Insights

Roaming – On the verge of a new dawn

On 05-01-2022
 
Reading time : 6 minutes

Interview 

Cedric Gonin
Cédric Gonin 
Senior Marketing Director Mobile Services
Wholesale International, Orange

What is the current state of roaming?

The pandemic put unprecedented pressure on roaming business, with a record decline in traffic levels. This resulted in pressure on roaming rates and a realignment of the business model to reduce minimum fees and commitments, in the hope of alleviating financial risks.

Going forward, the pandemic will impact the roaming business for some time to come, with intra-regional traffic slowly returning, and global traffic not expected to return to pre-pandemic levels before 2023 or 2024. 

Other trends, such as global Roam-Like-Home offers for example will play a part in transforming the roaming landscape as we know it, as carriers’ cost structures, and to some extent their capacity to innovate, will be put under significant pressure. This will have a momentous long-term impact on the whole roaming value chain. 

However, a new dawn is coming, triggered by the advent of 5G and the complexity it will bring.

What type of roaming complexity will 5G generate?

5G will bring a significant amount of complexity around signaling, capacity management, end-to-end quality of service all the way to the visited network, slicing, local break-out, security and the list goes on. 

In addition, 5G will not only interconnect operators but also devices using three different models, namely mobile broadband, massive IoT and ultra-reliable low-latency communication (URLLC). This means that much more investment in capacity, quality management capabilities and intelligent platforms will be required in order to handle all this added intricacy.

Furthermore, if you add in requirements around data analytics, real-time intelligence coming from enterprises in the IoT segment, and the convolution of roaming between public and private networks, we can foresee some substantial challenges in managing this complexity. With the investments it will require, all this while roaming revenue and margins are declining.

What does that mean for the future of roaming?

Operators that want to remain relevant in the 5G world will be pressured by enterprises to address this complexity. However, not all of them will have the appetite or even the ability to do so, meaning that more and more will look to outsource at least part of their roaming to larger global wholesale players such as Orange. 

This will naturally trigger the consolidation of the roaming business, with fewer operators directly managing their own roaming. We may also see the emergence of carriers that will aggregate complex roaming networks (both private and public) to resell to others.

How Orange can simplify all this complexity? 

All these evolutions will take time to materialize.
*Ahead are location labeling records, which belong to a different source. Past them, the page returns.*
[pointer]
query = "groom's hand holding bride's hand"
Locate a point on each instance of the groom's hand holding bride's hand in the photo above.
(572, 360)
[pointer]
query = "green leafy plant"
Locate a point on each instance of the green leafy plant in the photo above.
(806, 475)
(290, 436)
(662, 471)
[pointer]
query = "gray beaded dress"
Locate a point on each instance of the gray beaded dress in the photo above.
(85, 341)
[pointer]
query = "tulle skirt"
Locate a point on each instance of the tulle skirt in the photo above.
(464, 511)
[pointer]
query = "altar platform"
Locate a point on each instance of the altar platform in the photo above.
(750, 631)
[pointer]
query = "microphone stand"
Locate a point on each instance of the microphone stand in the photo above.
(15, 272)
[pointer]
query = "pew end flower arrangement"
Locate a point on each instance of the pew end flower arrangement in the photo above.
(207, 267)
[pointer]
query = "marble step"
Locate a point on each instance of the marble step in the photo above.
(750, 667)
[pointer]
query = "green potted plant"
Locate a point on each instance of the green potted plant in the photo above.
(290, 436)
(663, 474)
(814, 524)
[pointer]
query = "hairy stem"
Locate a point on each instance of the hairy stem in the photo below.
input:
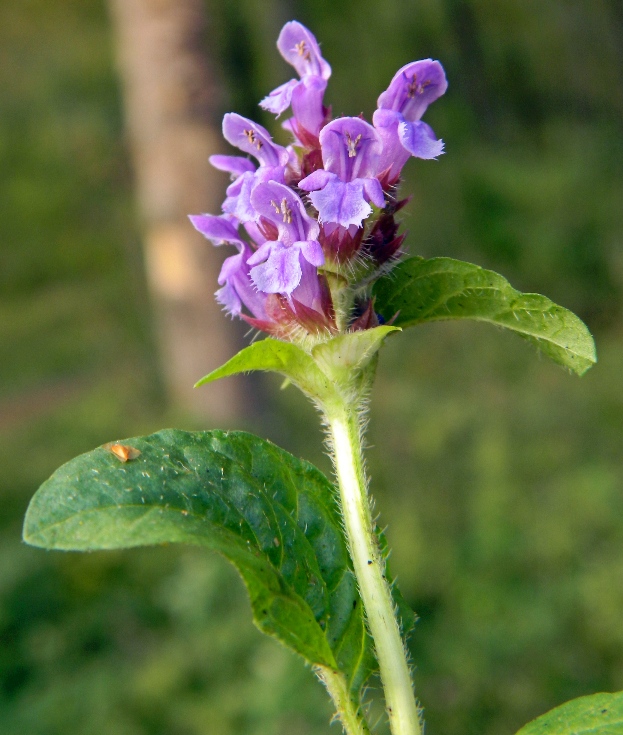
(348, 711)
(369, 565)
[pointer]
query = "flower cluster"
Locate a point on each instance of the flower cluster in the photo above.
(313, 222)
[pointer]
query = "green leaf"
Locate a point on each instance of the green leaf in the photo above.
(341, 356)
(596, 714)
(273, 516)
(281, 357)
(420, 290)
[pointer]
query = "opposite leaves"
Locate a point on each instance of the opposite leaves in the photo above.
(420, 290)
(273, 516)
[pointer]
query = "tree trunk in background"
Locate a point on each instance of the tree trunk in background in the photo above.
(171, 100)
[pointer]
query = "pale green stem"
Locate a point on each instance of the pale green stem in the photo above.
(348, 711)
(369, 566)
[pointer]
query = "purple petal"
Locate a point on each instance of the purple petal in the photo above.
(316, 180)
(413, 88)
(394, 155)
(279, 99)
(262, 253)
(351, 148)
(298, 47)
(309, 111)
(309, 292)
(284, 208)
(342, 203)
(228, 298)
(254, 139)
(419, 139)
(374, 191)
(254, 232)
(235, 165)
(238, 289)
(281, 273)
(238, 202)
(311, 251)
(217, 229)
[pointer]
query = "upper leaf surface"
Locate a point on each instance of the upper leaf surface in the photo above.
(420, 290)
(272, 515)
(279, 357)
(596, 714)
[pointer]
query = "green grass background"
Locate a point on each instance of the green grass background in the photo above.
(498, 475)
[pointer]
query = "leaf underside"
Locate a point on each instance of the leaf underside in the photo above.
(420, 290)
(596, 714)
(271, 515)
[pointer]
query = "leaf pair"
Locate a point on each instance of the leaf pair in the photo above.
(274, 517)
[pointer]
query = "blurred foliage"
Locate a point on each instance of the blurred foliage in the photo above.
(499, 476)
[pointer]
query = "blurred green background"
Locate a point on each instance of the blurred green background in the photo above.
(498, 475)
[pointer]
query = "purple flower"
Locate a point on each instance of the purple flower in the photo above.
(400, 108)
(289, 264)
(299, 48)
(254, 139)
(276, 281)
(234, 165)
(237, 287)
(341, 192)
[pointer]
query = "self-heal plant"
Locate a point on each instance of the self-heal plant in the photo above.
(320, 267)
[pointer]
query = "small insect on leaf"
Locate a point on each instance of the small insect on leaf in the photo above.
(123, 452)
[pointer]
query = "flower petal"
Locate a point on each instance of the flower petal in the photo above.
(280, 205)
(279, 99)
(235, 165)
(309, 111)
(254, 139)
(316, 180)
(419, 139)
(413, 88)
(374, 191)
(394, 155)
(351, 148)
(280, 273)
(216, 229)
(299, 48)
(342, 202)
(311, 251)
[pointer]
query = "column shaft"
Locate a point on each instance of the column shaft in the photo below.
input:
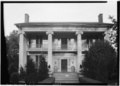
(22, 51)
(50, 51)
(79, 50)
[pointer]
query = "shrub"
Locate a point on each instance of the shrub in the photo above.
(100, 61)
(33, 75)
(14, 78)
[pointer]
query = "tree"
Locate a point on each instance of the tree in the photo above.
(111, 34)
(100, 62)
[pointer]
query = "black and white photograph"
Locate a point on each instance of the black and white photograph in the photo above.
(60, 43)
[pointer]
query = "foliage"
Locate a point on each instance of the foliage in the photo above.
(111, 34)
(100, 62)
(14, 78)
(33, 75)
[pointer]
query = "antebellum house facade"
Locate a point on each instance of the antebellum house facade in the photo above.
(63, 44)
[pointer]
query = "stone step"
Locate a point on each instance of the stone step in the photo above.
(66, 76)
(66, 81)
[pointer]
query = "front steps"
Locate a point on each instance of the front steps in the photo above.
(66, 77)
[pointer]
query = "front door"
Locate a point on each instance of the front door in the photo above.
(64, 65)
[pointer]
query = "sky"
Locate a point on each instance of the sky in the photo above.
(56, 12)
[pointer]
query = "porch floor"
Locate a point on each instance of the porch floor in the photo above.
(66, 77)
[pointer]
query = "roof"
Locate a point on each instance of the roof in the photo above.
(77, 24)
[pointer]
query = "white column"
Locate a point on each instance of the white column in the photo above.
(79, 49)
(50, 50)
(22, 50)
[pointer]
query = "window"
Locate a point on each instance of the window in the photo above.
(64, 43)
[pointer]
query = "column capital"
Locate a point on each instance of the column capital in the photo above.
(49, 32)
(79, 32)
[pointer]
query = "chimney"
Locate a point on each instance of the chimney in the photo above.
(26, 18)
(100, 18)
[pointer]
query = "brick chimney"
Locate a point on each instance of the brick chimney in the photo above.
(100, 18)
(26, 18)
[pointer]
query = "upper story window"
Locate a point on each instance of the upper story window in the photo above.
(64, 43)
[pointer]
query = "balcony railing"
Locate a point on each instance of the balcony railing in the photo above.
(55, 48)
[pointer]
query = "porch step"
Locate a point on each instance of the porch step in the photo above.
(66, 77)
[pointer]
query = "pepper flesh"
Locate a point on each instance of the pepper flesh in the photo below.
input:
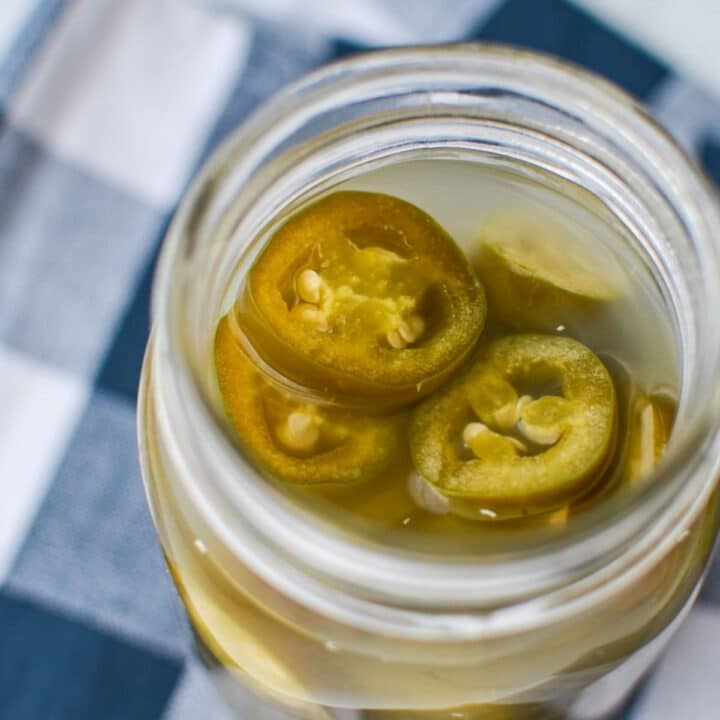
(293, 439)
(365, 294)
(533, 276)
(572, 426)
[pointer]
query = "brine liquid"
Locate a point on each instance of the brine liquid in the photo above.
(314, 676)
(631, 333)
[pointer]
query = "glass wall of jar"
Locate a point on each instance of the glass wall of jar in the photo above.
(307, 617)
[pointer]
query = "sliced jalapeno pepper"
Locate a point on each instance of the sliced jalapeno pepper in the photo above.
(530, 425)
(293, 439)
(651, 420)
(533, 277)
(363, 293)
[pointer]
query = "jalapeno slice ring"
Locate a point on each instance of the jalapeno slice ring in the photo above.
(293, 439)
(363, 293)
(534, 276)
(531, 424)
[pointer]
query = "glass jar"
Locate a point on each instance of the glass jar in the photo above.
(320, 626)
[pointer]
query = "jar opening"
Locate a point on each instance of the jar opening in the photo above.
(512, 110)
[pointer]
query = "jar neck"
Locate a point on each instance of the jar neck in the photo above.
(504, 106)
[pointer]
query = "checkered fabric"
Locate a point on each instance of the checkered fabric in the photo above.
(106, 109)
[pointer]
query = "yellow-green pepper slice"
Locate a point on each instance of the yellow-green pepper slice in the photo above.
(534, 276)
(365, 294)
(530, 425)
(293, 439)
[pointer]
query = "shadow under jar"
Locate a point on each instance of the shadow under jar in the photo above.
(296, 611)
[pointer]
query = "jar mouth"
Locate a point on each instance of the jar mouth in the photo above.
(454, 81)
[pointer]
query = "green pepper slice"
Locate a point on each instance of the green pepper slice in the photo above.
(533, 275)
(291, 438)
(365, 294)
(531, 424)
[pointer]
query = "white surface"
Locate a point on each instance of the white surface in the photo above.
(679, 688)
(40, 406)
(375, 22)
(13, 13)
(129, 90)
(684, 33)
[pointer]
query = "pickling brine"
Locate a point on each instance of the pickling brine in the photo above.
(441, 358)
(429, 417)
(438, 352)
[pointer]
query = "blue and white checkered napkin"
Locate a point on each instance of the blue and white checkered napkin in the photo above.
(106, 109)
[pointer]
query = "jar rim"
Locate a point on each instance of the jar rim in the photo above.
(662, 511)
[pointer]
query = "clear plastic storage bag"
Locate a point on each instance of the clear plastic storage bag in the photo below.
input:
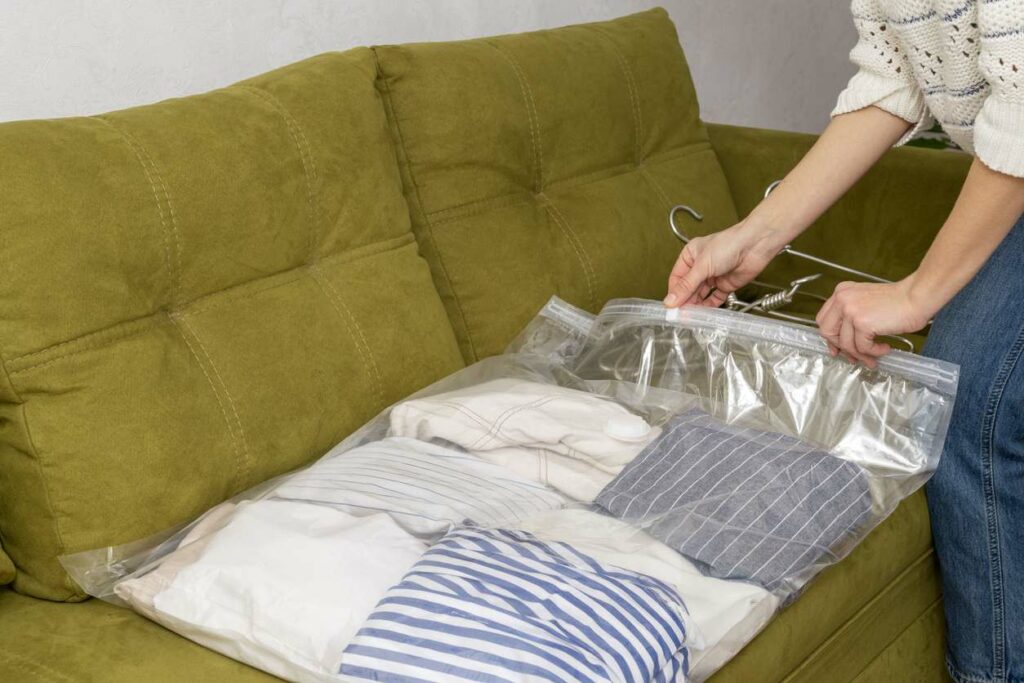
(629, 497)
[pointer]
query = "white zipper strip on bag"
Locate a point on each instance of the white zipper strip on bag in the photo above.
(938, 375)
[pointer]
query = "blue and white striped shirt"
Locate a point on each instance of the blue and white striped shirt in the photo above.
(502, 606)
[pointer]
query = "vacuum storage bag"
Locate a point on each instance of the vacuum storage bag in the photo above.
(628, 497)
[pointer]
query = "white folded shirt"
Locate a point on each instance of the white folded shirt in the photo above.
(571, 440)
(283, 586)
(426, 487)
(727, 613)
At Orange we are getting ready to support your future 5G roaming needs in order to help you better focus on your domestic market. We already provide all levels of roaming support from basic enablers such as Signalling and IPX to a roaming hub, all the way to full roaming outsourcing, where we negotiate rates, testing and interconnect. Our goal is to offer a full portfolio of roaming management solutions to our external customers, as we already do for our Orange entities around the world.

As mentioned earlier, we foresee a paradigm shift in roaming, from a bilateral business to a super-roaming aggregators model, with large players reselling roaming through a single point of contact. This is a real opportunity for global players such as Orange, which already connects 130+ roaming partners and reaches 1.5 billion mobile customers worldwide.